BOUNDARY Capital is to cancel its listing on the Dublin and London stock exchanges because it says it is too expensive to maintain them.
The Dublin-based firm is also seeking shareholder approval to change its name to Fleming Capital.
In a statement yesterday the group said it still has not agreed an extension of its facility with Anglo Irish Bank, to whom it owes €39 million.
The collapse of Arnotts this week with debts of over €200m has left Boundary’s financial position significantly weakened. Earlier this year the investment group warned that its stake in Arnotts was likely to be worthless.
The group became a key player in the planned development in Arnotts when it teamed up with Anglo Irish Bank to make a joint €65m investment in the firm. That gave the two a 45% stake in the department store group.
The investment followed the O’Connor family decision to sell its 24.75% stake in Arnotts following a high-profile boardroom dispute with the family which resulted in the Nesbitts paying €40m for the holding.
The row came to a head in May 2006 when it emerged the O’Connors were preparing to offer to buy the group for a reported figure of €200m.
Following the sale, Arnotts put in place ambitious new plans to develop what was termed the Northern Quarter that was to stretch to O’Connell Street to become a dominant feature of the capital’s main street.
This plan was costed at €750m and included the redevelopment of a 5.5-acre block.

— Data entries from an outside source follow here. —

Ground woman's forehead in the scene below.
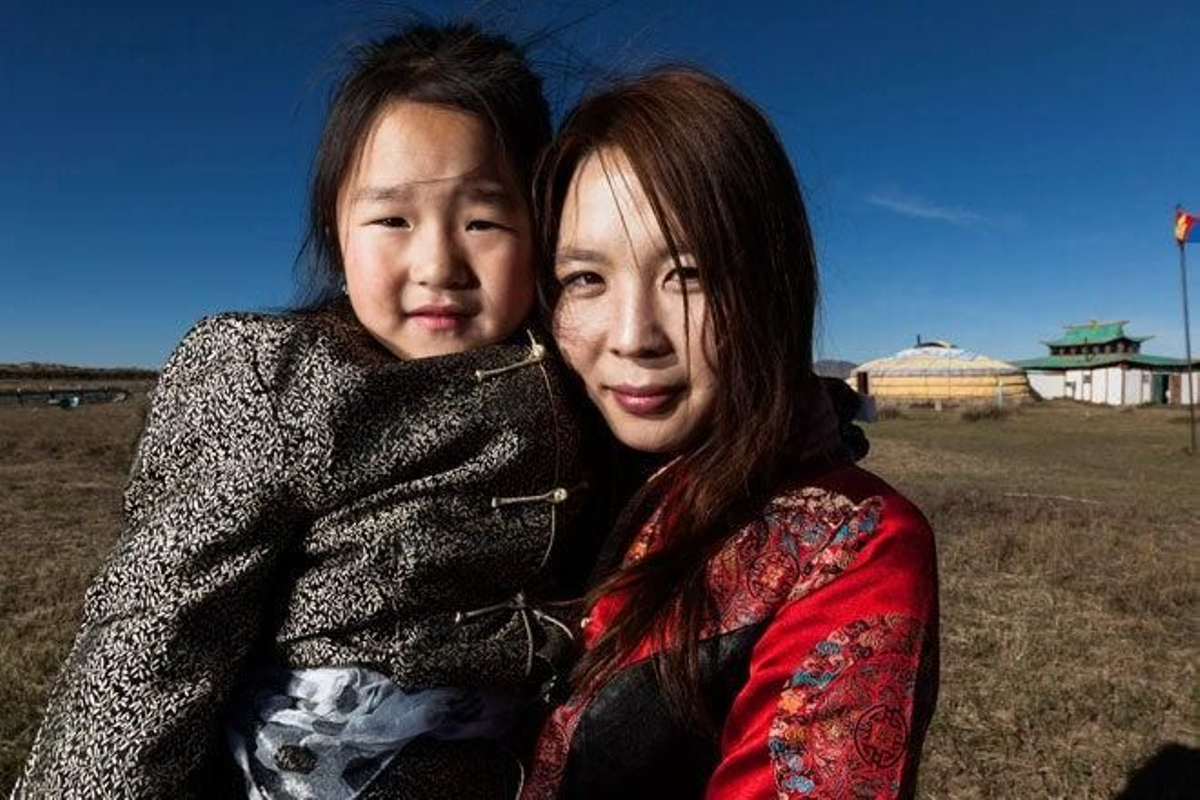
[558,149,670,252]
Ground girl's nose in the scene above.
[408,225,472,289]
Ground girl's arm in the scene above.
[13,317,297,798]
[706,497,937,800]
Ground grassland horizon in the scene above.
[0,393,1200,800]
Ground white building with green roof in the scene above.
[1013,320,1200,405]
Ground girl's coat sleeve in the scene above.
[13,318,295,798]
[707,495,937,800]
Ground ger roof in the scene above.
[1043,320,1153,347]
[854,341,1021,377]
[1013,353,1200,369]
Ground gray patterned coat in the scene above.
[14,312,581,799]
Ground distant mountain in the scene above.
[812,361,858,379]
[0,361,158,380]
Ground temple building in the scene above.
[1013,320,1200,405]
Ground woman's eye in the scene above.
[662,266,700,289]
[558,270,604,291]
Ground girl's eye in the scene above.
[467,219,508,230]
[662,265,700,290]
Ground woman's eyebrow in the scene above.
[554,247,608,264]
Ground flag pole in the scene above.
[1180,235,1196,456]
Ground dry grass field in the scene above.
[0,395,1200,799]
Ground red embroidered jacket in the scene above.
[523,467,937,800]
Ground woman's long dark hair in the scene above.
[535,67,817,730]
[298,23,552,308]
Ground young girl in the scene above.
[526,70,937,800]
[14,21,590,799]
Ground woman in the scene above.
[14,25,581,800]
[526,70,937,798]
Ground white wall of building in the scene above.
[1025,371,1067,399]
[1025,367,1200,405]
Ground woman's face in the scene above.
[337,102,534,359]
[553,150,716,453]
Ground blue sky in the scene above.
[0,0,1200,366]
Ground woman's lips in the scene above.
[608,386,683,416]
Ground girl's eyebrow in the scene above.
[354,184,413,203]
[463,181,512,206]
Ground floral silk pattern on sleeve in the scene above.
[768,614,924,800]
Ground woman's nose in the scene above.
[608,289,671,357]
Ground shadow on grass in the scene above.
[1114,742,1200,800]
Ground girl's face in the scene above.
[554,151,718,453]
[337,102,534,359]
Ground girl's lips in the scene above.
[408,307,472,331]
[608,386,683,416]
[410,314,470,331]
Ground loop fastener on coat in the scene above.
[492,487,571,509]
[475,331,546,383]
[454,591,575,678]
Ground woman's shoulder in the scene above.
[709,465,936,630]
[787,464,930,535]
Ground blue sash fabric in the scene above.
[228,667,524,800]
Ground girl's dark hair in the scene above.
[535,67,817,732]
[300,23,552,308]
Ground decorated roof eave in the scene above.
[1042,333,1154,347]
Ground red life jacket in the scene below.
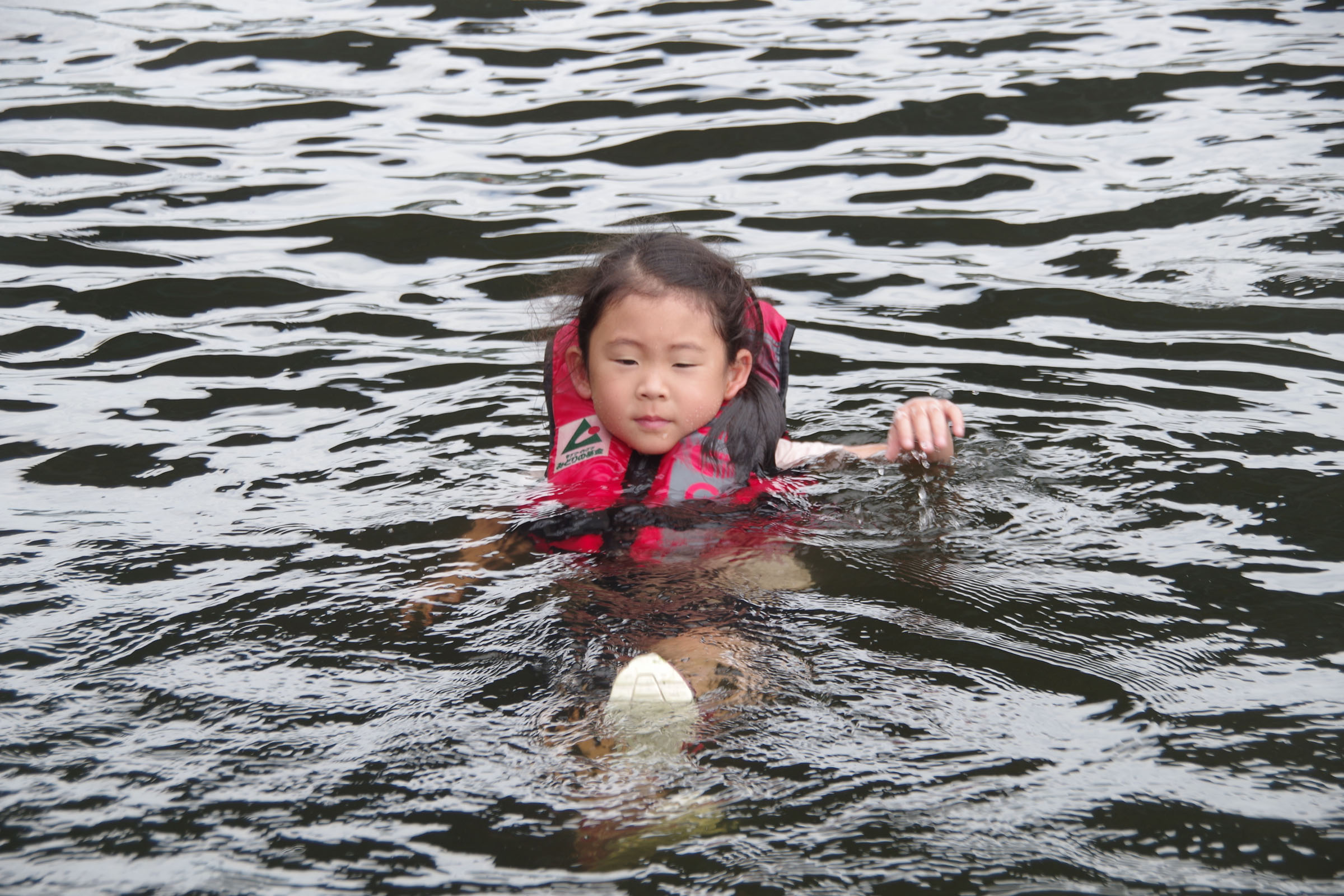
[529,300,793,551]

Arnotts collapse has left Boundary’s financial position significantly weakened.
It owes Anglo Irish Bank more than €39m and is in talks with the bank.
Boundary is also proposing a change of name to Fleming Capital after agreeing with former chairman Niall McFadden that he would retain the Boundary name.
In late June, the group reported a pre-tax loss of €54.7m for last year, against a loss of €2.7m a year earlier, due to a fall in the value of its investments.
Its investments in Arnotts, CJ Fallon and ODC accounted for €35m of the investment losses, while revaluations of its stakes in quoted companies Veris and SiteServ led to a loss of over €6m, the company said at the time.